Ambient drinking yoghurts – both dairy and plant-based – have been popular for years in regions outside of Europe, such as China. Dairy-based ambient yoghurts have also gained some traction in the Middle East, India (salted buttermilk), Africa and Latin America, CP Kelco’s Sinha told this publication.
“However, ambient vegurts are a relatively new category for the rest of the world, including Europe and North America.”
What will drive consumer demand?
Despite the ‘vegurt’ category being relatively new to these geographies, both suppliers are convinced their co-developed solutions will meet a variety of consumer demands ranging from convenience, taste, nutrition, and reduced food waste.
Ambient products offer significant advantages in terms of sustainability, cost, flexibility in channel strategy including e-commerce, and market reach, explained Gilleladen. “The ambient dairy alternative milks have already taken a significant share of the dairy milk [market], being more convenient as well.”
For consumers, Gilleladen believes the ‘biggest barrier’ to regular consumption of vegurts relates to products’ poor taste and mouthfeel compared to dairy equivalents. “The ambient products the collaboration has developed taste great across a range of bases and textures, and offer the convenience of consumption at home or on-the-go.”
From CP Kelco’s perspective, the ambient yoghurt alternative category aligns with several trends, including ‘good for you’ protein-packed snacking. In addition, products with a longer shelf life offer ‘great value to consumers, manufacturers, and our planet’, said Sinha.

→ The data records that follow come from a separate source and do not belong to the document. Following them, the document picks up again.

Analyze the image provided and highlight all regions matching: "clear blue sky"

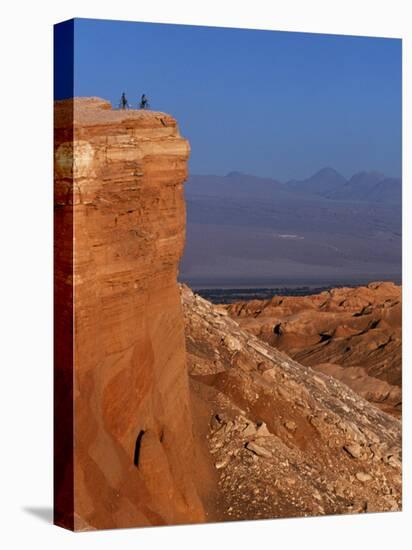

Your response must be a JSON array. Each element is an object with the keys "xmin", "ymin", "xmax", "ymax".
[{"xmin": 68, "ymin": 19, "xmax": 402, "ymax": 180}]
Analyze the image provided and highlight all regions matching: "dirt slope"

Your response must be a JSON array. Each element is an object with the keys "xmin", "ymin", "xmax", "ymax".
[{"xmin": 181, "ymin": 286, "xmax": 401, "ymax": 519}]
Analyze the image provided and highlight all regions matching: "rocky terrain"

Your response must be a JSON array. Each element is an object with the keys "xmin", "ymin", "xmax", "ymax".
[
  {"xmin": 227, "ymin": 283, "xmax": 402, "ymax": 417},
  {"xmin": 55, "ymin": 98, "xmax": 205, "ymax": 530},
  {"xmin": 54, "ymin": 98, "xmax": 401, "ymax": 530},
  {"xmin": 182, "ymin": 287, "xmax": 401, "ymax": 519}
]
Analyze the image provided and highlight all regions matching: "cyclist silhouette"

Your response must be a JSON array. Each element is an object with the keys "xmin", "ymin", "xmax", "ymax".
[
  {"xmin": 120, "ymin": 92, "xmax": 129, "ymax": 109},
  {"xmin": 140, "ymin": 94, "xmax": 149, "ymax": 109}
]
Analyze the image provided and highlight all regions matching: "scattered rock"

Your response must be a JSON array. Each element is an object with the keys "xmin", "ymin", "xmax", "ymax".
[
  {"xmin": 256, "ymin": 422, "xmax": 272, "ymax": 437},
  {"xmin": 215, "ymin": 457, "xmax": 230, "ymax": 470},
  {"xmin": 343, "ymin": 443, "xmax": 362, "ymax": 458},
  {"xmin": 242, "ymin": 424, "xmax": 256, "ymax": 437},
  {"xmin": 355, "ymin": 472, "xmax": 372, "ymax": 483},
  {"xmin": 285, "ymin": 420, "xmax": 297, "ymax": 432}
]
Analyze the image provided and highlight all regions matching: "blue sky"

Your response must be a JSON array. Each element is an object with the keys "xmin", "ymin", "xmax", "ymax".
[{"xmin": 67, "ymin": 19, "xmax": 402, "ymax": 180}]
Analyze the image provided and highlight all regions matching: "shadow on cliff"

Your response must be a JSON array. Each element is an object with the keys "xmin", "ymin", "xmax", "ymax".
[{"xmin": 22, "ymin": 506, "xmax": 53, "ymax": 523}]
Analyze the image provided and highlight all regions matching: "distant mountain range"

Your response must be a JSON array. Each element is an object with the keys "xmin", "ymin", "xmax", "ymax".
[
  {"xmin": 188, "ymin": 167, "xmax": 402, "ymax": 203},
  {"xmin": 180, "ymin": 168, "xmax": 402, "ymax": 287}
]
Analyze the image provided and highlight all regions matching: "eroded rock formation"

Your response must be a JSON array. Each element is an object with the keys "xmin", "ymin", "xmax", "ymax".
[
  {"xmin": 227, "ymin": 283, "xmax": 402, "ymax": 417},
  {"xmin": 55, "ymin": 98, "xmax": 401, "ymax": 530},
  {"xmin": 55, "ymin": 98, "xmax": 205, "ymax": 530}
]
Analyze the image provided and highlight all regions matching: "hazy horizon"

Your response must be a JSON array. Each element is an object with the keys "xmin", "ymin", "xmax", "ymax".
[{"xmin": 56, "ymin": 19, "xmax": 402, "ymax": 180}]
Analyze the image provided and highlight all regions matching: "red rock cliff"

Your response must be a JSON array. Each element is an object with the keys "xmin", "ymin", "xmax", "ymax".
[{"xmin": 55, "ymin": 98, "xmax": 204, "ymax": 529}]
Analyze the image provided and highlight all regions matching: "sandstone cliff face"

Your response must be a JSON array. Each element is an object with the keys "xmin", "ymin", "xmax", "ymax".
[
  {"xmin": 55, "ymin": 98, "xmax": 401, "ymax": 530},
  {"xmin": 55, "ymin": 98, "xmax": 205, "ymax": 530},
  {"xmin": 182, "ymin": 287, "xmax": 402, "ymax": 519},
  {"xmin": 227, "ymin": 283, "xmax": 402, "ymax": 417}
]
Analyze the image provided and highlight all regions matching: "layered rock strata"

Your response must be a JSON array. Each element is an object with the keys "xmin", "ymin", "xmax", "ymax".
[
  {"xmin": 55, "ymin": 98, "xmax": 205, "ymax": 530},
  {"xmin": 182, "ymin": 287, "xmax": 402, "ymax": 519}
]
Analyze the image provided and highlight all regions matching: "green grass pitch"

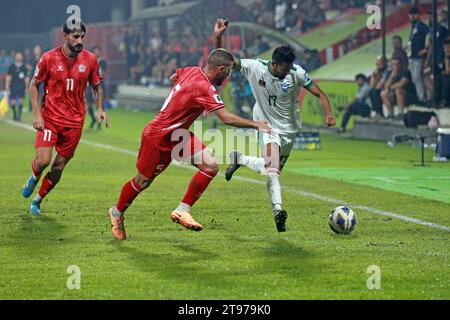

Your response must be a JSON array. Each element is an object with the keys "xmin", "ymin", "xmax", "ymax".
[{"xmin": 0, "ymin": 110, "xmax": 450, "ymax": 299}]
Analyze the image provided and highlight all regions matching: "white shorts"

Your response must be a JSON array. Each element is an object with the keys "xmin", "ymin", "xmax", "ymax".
[{"xmin": 256, "ymin": 131, "xmax": 297, "ymax": 169}]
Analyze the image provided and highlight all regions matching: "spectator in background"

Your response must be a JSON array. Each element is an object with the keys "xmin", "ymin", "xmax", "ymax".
[
  {"xmin": 381, "ymin": 58, "xmax": 417, "ymax": 119},
  {"xmin": 231, "ymin": 50, "xmax": 255, "ymax": 119},
  {"xmin": 424, "ymin": 10, "xmax": 449, "ymax": 104},
  {"xmin": 441, "ymin": 37, "xmax": 450, "ymax": 107},
  {"xmin": 248, "ymin": 34, "xmax": 270, "ymax": 57},
  {"xmin": 5, "ymin": 51, "xmax": 30, "ymax": 121},
  {"xmin": 409, "ymin": 7, "xmax": 430, "ymax": 102},
  {"xmin": 130, "ymin": 45, "xmax": 147, "ymax": 84},
  {"xmin": 274, "ymin": 0, "xmax": 287, "ymax": 31},
  {"xmin": 391, "ymin": 35, "xmax": 409, "ymax": 69},
  {"xmin": 369, "ymin": 57, "xmax": 389, "ymax": 120},
  {"xmin": 338, "ymin": 73, "xmax": 371, "ymax": 132},
  {"xmin": 299, "ymin": 0, "xmax": 326, "ymax": 33},
  {"xmin": 301, "ymin": 49, "xmax": 321, "ymax": 72},
  {"xmin": 27, "ymin": 45, "xmax": 44, "ymax": 113},
  {"xmin": 0, "ymin": 49, "xmax": 9, "ymax": 88}
]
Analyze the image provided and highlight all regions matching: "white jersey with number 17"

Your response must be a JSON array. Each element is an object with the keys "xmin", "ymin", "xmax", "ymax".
[{"xmin": 238, "ymin": 59, "xmax": 313, "ymax": 134}]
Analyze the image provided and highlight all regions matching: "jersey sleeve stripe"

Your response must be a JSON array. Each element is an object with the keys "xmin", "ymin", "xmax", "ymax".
[
  {"xmin": 303, "ymin": 80, "xmax": 314, "ymax": 89},
  {"xmin": 208, "ymin": 104, "xmax": 225, "ymax": 113}
]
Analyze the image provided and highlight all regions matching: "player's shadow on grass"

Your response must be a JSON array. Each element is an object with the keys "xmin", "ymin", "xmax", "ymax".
[
  {"xmin": 3, "ymin": 214, "xmax": 65, "ymax": 254},
  {"xmin": 110, "ymin": 239, "xmax": 236, "ymax": 298},
  {"xmin": 261, "ymin": 239, "xmax": 325, "ymax": 279},
  {"xmin": 262, "ymin": 239, "xmax": 311, "ymax": 259}
]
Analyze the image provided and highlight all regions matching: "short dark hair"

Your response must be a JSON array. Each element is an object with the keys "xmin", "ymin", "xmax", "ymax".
[
  {"xmin": 355, "ymin": 73, "xmax": 367, "ymax": 81},
  {"xmin": 63, "ymin": 19, "xmax": 86, "ymax": 34},
  {"xmin": 207, "ymin": 48, "xmax": 234, "ymax": 67},
  {"xmin": 409, "ymin": 7, "xmax": 420, "ymax": 14},
  {"xmin": 272, "ymin": 45, "xmax": 295, "ymax": 64}
]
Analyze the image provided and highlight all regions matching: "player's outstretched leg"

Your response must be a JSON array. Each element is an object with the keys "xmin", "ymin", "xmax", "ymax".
[
  {"xmin": 267, "ymin": 168, "xmax": 287, "ymax": 232},
  {"xmin": 108, "ymin": 178, "xmax": 144, "ymax": 240},
  {"xmin": 170, "ymin": 149, "xmax": 219, "ymax": 231},
  {"xmin": 30, "ymin": 154, "xmax": 70, "ymax": 215},
  {"xmin": 275, "ymin": 210, "xmax": 287, "ymax": 232},
  {"xmin": 225, "ymin": 151, "xmax": 266, "ymax": 181},
  {"xmin": 225, "ymin": 151, "xmax": 241, "ymax": 181},
  {"xmin": 22, "ymin": 158, "xmax": 42, "ymax": 198}
]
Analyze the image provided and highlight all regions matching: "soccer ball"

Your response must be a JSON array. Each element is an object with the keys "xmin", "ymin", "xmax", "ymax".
[{"xmin": 328, "ymin": 206, "xmax": 356, "ymax": 234}]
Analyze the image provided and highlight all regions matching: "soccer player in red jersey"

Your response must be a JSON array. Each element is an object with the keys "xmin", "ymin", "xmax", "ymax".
[
  {"xmin": 109, "ymin": 49, "xmax": 271, "ymax": 240},
  {"xmin": 22, "ymin": 21, "xmax": 109, "ymax": 215}
]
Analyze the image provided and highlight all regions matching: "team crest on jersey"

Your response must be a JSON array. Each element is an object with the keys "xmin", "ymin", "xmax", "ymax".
[
  {"xmin": 280, "ymin": 82, "xmax": 289, "ymax": 93},
  {"xmin": 305, "ymin": 72, "xmax": 311, "ymax": 82}
]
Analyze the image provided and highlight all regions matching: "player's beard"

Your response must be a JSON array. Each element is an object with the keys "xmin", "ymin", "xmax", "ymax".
[{"xmin": 67, "ymin": 43, "xmax": 83, "ymax": 56}]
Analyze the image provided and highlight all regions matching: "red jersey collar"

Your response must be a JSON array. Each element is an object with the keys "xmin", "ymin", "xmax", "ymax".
[{"xmin": 60, "ymin": 46, "xmax": 81, "ymax": 60}]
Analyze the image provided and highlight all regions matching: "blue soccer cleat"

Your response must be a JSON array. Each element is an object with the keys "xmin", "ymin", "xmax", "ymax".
[
  {"xmin": 30, "ymin": 200, "xmax": 41, "ymax": 216},
  {"xmin": 22, "ymin": 176, "xmax": 38, "ymax": 198}
]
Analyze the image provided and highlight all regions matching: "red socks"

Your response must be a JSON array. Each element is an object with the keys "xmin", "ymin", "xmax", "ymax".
[
  {"xmin": 31, "ymin": 158, "xmax": 42, "ymax": 180},
  {"xmin": 116, "ymin": 178, "xmax": 142, "ymax": 213},
  {"xmin": 181, "ymin": 171, "xmax": 217, "ymax": 206}
]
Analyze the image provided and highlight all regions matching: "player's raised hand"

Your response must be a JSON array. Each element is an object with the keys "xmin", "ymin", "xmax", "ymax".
[
  {"xmin": 169, "ymin": 73, "xmax": 179, "ymax": 85},
  {"xmin": 325, "ymin": 113, "xmax": 336, "ymax": 127},
  {"xmin": 97, "ymin": 110, "xmax": 109, "ymax": 128},
  {"xmin": 33, "ymin": 114, "xmax": 45, "ymax": 131},
  {"xmin": 214, "ymin": 18, "xmax": 229, "ymax": 37}
]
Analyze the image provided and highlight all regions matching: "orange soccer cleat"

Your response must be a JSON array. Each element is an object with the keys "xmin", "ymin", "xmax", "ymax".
[
  {"xmin": 170, "ymin": 210, "xmax": 203, "ymax": 231},
  {"xmin": 108, "ymin": 208, "xmax": 127, "ymax": 240}
]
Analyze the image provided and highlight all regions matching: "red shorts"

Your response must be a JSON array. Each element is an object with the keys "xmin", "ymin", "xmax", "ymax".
[
  {"xmin": 136, "ymin": 131, "xmax": 206, "ymax": 180},
  {"xmin": 34, "ymin": 121, "xmax": 83, "ymax": 159}
]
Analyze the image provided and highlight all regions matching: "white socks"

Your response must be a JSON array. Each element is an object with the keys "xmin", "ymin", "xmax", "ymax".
[
  {"xmin": 266, "ymin": 168, "xmax": 281, "ymax": 213},
  {"xmin": 238, "ymin": 155, "xmax": 281, "ymax": 213},
  {"xmin": 176, "ymin": 202, "xmax": 191, "ymax": 212},
  {"xmin": 238, "ymin": 155, "xmax": 266, "ymax": 175}
]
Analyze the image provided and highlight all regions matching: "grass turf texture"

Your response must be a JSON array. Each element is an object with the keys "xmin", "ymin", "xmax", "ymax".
[{"xmin": 0, "ymin": 110, "xmax": 450, "ymax": 299}]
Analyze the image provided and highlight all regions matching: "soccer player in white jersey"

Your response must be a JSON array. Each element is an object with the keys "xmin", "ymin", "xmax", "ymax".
[{"xmin": 214, "ymin": 19, "xmax": 336, "ymax": 232}]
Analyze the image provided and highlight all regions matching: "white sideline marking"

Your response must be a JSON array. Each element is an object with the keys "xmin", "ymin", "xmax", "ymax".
[{"xmin": 2, "ymin": 120, "xmax": 450, "ymax": 232}]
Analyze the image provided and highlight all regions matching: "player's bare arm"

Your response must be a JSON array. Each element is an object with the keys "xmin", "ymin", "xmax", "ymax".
[
  {"xmin": 214, "ymin": 18, "xmax": 241, "ymax": 71},
  {"xmin": 30, "ymin": 79, "xmax": 44, "ymax": 131},
  {"xmin": 214, "ymin": 108, "xmax": 272, "ymax": 132},
  {"xmin": 307, "ymin": 83, "xmax": 336, "ymax": 127},
  {"xmin": 5, "ymin": 74, "xmax": 12, "ymax": 94},
  {"xmin": 169, "ymin": 73, "xmax": 179, "ymax": 86},
  {"xmin": 92, "ymin": 84, "xmax": 109, "ymax": 128}
]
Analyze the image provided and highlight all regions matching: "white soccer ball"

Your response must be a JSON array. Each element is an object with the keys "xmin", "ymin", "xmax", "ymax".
[{"xmin": 328, "ymin": 206, "xmax": 356, "ymax": 234}]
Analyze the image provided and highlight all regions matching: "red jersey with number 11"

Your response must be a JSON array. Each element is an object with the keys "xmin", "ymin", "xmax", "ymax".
[
  {"xmin": 144, "ymin": 67, "xmax": 225, "ymax": 135},
  {"xmin": 34, "ymin": 47, "xmax": 103, "ymax": 128}
]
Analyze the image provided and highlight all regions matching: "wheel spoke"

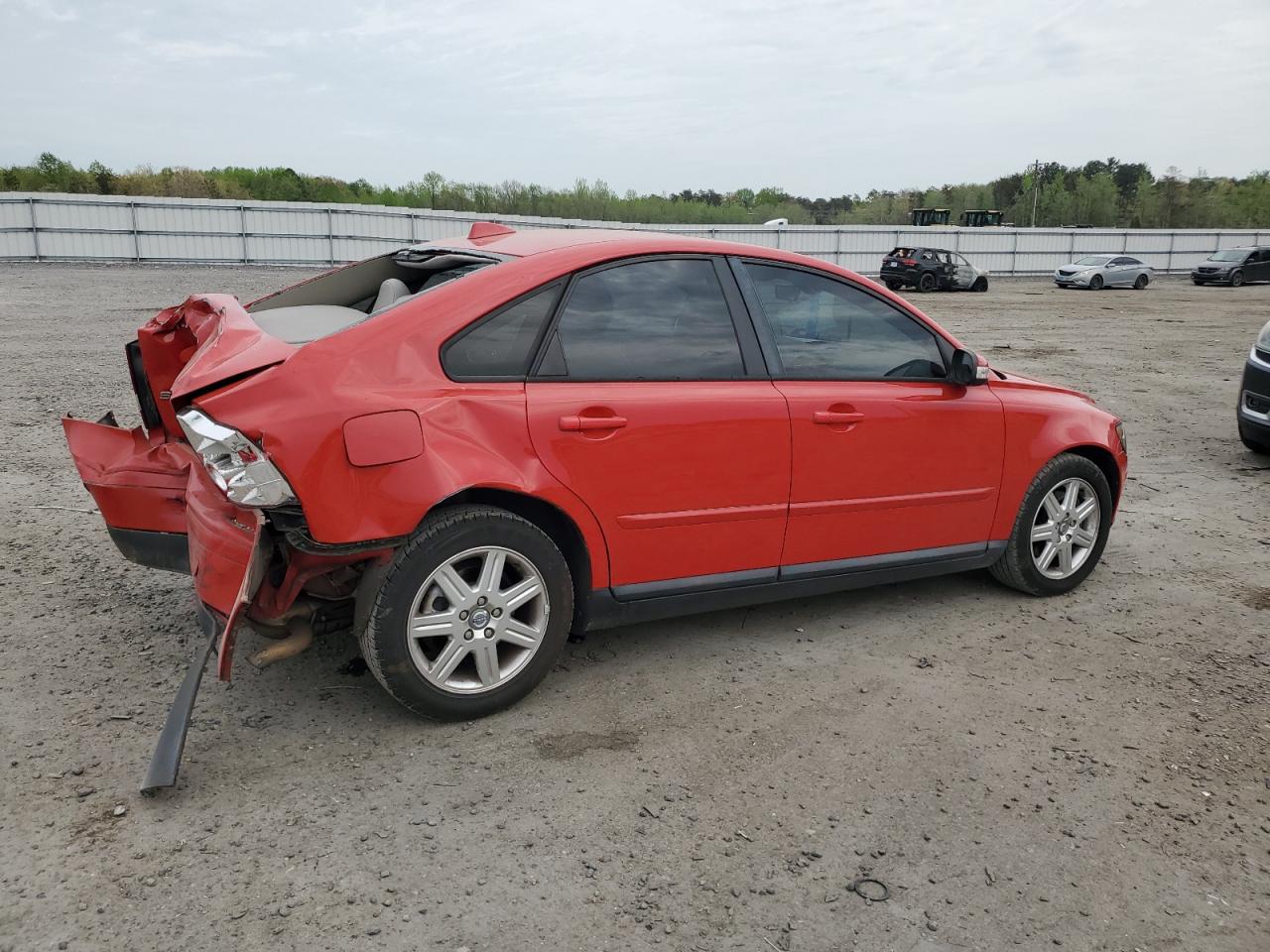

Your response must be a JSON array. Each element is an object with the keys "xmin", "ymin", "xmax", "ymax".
[
  {"xmin": 1063, "ymin": 482, "xmax": 1080, "ymax": 513},
  {"xmin": 472, "ymin": 641, "xmax": 499, "ymax": 688},
  {"xmin": 432, "ymin": 639, "xmax": 467, "ymax": 681},
  {"xmin": 1058, "ymin": 542, "xmax": 1072, "ymax": 575},
  {"xmin": 476, "ymin": 548, "xmax": 507, "ymax": 594},
  {"xmin": 1036, "ymin": 542, "xmax": 1058, "ymax": 572},
  {"xmin": 432, "ymin": 565, "xmax": 472, "ymax": 606},
  {"xmin": 500, "ymin": 618, "xmax": 543, "ymax": 648},
  {"xmin": 502, "ymin": 575, "xmax": 543, "ymax": 612},
  {"xmin": 1044, "ymin": 486, "xmax": 1063, "ymax": 522},
  {"xmin": 410, "ymin": 611, "xmax": 459, "ymax": 639}
]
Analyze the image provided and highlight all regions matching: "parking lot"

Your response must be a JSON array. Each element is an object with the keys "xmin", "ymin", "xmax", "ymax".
[{"xmin": 0, "ymin": 264, "xmax": 1270, "ymax": 952}]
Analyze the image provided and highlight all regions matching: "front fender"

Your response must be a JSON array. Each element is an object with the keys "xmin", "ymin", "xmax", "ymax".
[{"xmin": 992, "ymin": 382, "xmax": 1128, "ymax": 539}]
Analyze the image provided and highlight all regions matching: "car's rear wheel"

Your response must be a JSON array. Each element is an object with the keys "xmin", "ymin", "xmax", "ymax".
[
  {"xmin": 361, "ymin": 507, "xmax": 574, "ymax": 720},
  {"xmin": 989, "ymin": 453, "xmax": 1111, "ymax": 595}
]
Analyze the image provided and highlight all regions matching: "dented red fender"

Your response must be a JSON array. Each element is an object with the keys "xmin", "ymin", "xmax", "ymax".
[{"xmin": 63, "ymin": 417, "xmax": 267, "ymax": 680}]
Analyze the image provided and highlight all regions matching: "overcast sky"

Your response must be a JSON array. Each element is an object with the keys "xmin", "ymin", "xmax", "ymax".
[{"xmin": 0, "ymin": 0, "xmax": 1270, "ymax": 196}]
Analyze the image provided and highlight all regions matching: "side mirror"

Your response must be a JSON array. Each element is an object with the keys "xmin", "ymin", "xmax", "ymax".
[{"xmin": 949, "ymin": 350, "xmax": 988, "ymax": 387}]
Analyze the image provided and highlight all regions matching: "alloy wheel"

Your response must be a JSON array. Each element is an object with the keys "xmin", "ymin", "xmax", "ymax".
[
  {"xmin": 1030, "ymin": 476, "xmax": 1102, "ymax": 580},
  {"xmin": 407, "ymin": 545, "xmax": 552, "ymax": 694}
]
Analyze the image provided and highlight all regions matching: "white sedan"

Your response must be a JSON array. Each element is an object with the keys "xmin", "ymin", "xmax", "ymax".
[{"xmin": 1054, "ymin": 255, "xmax": 1156, "ymax": 291}]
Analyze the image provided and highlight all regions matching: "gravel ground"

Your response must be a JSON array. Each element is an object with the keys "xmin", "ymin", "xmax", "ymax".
[{"xmin": 0, "ymin": 264, "xmax": 1270, "ymax": 952}]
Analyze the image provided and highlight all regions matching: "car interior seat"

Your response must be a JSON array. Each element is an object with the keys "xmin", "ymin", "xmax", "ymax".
[{"xmin": 371, "ymin": 278, "xmax": 410, "ymax": 313}]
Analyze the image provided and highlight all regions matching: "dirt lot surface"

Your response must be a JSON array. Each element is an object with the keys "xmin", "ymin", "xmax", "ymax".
[{"xmin": 0, "ymin": 264, "xmax": 1270, "ymax": 952}]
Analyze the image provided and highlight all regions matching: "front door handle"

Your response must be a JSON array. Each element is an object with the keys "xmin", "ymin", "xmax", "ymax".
[
  {"xmin": 560, "ymin": 416, "xmax": 626, "ymax": 432},
  {"xmin": 812, "ymin": 410, "xmax": 865, "ymax": 426}
]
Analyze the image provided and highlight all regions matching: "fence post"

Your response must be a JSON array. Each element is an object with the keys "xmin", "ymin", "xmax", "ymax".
[
  {"xmin": 128, "ymin": 200, "xmax": 141, "ymax": 264},
  {"xmin": 239, "ymin": 204, "xmax": 251, "ymax": 264},
  {"xmin": 27, "ymin": 198, "xmax": 40, "ymax": 262}
]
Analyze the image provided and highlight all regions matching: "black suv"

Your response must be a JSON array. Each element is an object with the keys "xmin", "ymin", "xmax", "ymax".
[
  {"xmin": 877, "ymin": 246, "xmax": 988, "ymax": 291},
  {"xmin": 1192, "ymin": 246, "xmax": 1270, "ymax": 289}
]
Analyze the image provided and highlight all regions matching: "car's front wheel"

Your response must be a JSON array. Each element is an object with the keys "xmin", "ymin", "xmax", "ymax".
[
  {"xmin": 990, "ymin": 453, "xmax": 1111, "ymax": 595},
  {"xmin": 1239, "ymin": 421, "xmax": 1270, "ymax": 454},
  {"xmin": 361, "ymin": 505, "xmax": 574, "ymax": 720}
]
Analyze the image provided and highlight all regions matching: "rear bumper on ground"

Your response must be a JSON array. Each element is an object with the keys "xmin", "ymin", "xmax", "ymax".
[{"xmin": 63, "ymin": 416, "xmax": 266, "ymax": 680}]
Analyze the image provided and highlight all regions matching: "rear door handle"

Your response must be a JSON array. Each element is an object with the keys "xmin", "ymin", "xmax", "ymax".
[
  {"xmin": 560, "ymin": 416, "xmax": 626, "ymax": 432},
  {"xmin": 812, "ymin": 410, "xmax": 865, "ymax": 426}
]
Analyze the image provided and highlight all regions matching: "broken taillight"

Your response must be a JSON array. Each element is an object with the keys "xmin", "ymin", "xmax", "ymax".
[{"xmin": 177, "ymin": 407, "xmax": 296, "ymax": 507}]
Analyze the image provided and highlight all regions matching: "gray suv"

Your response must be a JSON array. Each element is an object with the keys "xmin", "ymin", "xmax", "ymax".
[{"xmin": 1192, "ymin": 246, "xmax": 1270, "ymax": 289}]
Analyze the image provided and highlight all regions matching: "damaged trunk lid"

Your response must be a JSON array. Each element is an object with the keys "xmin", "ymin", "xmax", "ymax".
[{"xmin": 138, "ymin": 295, "xmax": 299, "ymax": 438}]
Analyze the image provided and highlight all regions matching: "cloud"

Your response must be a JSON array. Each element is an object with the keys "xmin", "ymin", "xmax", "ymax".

“So much still-edible food is thrown away based on a sell-by date on a label…In addition, ambient products offer manufacturers the ability to sell via e-commerce and in markets where cold chain distribution is not developed.
“Consumers also appreciate that they can stock up and store products without worrying about refrigeration too. For example, ambient yoghurt can stay in a child’s backpack until snack time.”